Ухов закурил, потер руки и с плохо наигранной веселостью сказал:
— Ну, а теперь давайте начистоту.
— Вправду хотите начистоту? — спросил Константинов.
Карлов усмехнулся:
— Совсем — не надо, оставляйте шанс режиссеру, Константин Иванович.
— Мне не очень все это понравилось, — сказал Константинов. — Не сердитесь, пожалуйста.
— У вас есть любимое слово, Константин Иванович, — «мотивировка». Ваша мотивировка?
— Понимаете, как-то жидковато все это. Нет мысли. А работа чекиста — это в первую очередь мысль. А мысли противен штамп. Вот в чем штука. Мой шеф, генерал Федоров, во время войны возглавлял отдел, который выманивал немецких шпионов. Он мне рассказал поразительный эпизод: перевербованный агент отправил в абвер, Канарису, нашу телеграмму, просил прислать ему помощников, оружие, вторую радиостанцию. А дело-то было аналогично той истории, которую великолепно написал Богомолов в «Августе сорок четвертого». Так что, понимаете, поражение было н е в о з м о ж н о просто-напросто, была необходима победа. А перевербованный агент, отправив нашу телеграмму, возьми да умри от разрыва сердца. А тут от службы Канариса приходит шифровка, просят уточнить детали. А каждый агент имеет свой радиопочерк, обмануть противника в этом смысле трудно, почти невозможно. Как быть? Послали ответ: «Передачу веду левой рукой, потому что во время бомбежки правая была ранена». Немедленный вопрос: «Как здоровье Игоря?» А это сигнал тревоги, агент нам все рассказал. Отвечаем успокоительно: «Игорь уехал из лазарета в Харьков к тете Люде». Но и это не устроило Канариса. Они послали шифровку другому своему агенту с требованием перейти линию фронта, встретившись предварительно с тем, который помер, удостовериться, что у того действительно ранена рука. Что делать? Как бы вы поступили?

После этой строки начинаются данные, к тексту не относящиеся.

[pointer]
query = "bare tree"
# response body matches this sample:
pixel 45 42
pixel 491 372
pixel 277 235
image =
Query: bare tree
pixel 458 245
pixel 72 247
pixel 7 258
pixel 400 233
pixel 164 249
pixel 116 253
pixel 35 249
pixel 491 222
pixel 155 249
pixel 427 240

— Я не знаю, — ответил Ухов.
— Подумайте. Не торопитесь. Кстати, агент, которого они вызывали к себе, тоже сидел у Федорова. Как бы вы поступили?
— Сообщил бы, что нет возможности перейти линию фронта.
— Не ответ для Канариса.
Карлов сказал:
— Если не ответ — значит, операция провалена.
— Тоже не ответ. Операция — мы ж уговорились — н е и м е л а права быть проваленной; провались тогда эта операция — не быть ныне Федорову моим начальником.
— Ну не мучьте, — сказал Карлов.
— Федоров провел неделю с агентом, которого вызывал Канарис. Русский, попал в плен, сломался, ушел к Власову, оттуда забрали в разведцентр абвера. Федоров с ним чуть не в одной комнате жил, р а с с м а т р и в а л его, он убежден был, что и в противнике можно о т ы с к а т ь человека. А все это время чекисты искали — во взбаламученной эвакуацией стране — родных этого самого агента. И нашли его младшего брата. На фронте нашли. И привезли самолетом под Москву. И Федоров устроил братьям встречу, о т п у с т и в их в Москву. Они вернулись вечером следующего дня, а через неделю агент улетел к Канарису, вернулся потом — операция была выиграна. Разве это не тема? Отпустить врага? Разве не интересно для художника — описать ощущения Федорова до того дня, пока шифровки от Канариса не пошли снова к тому, кто был «ранен в руку»?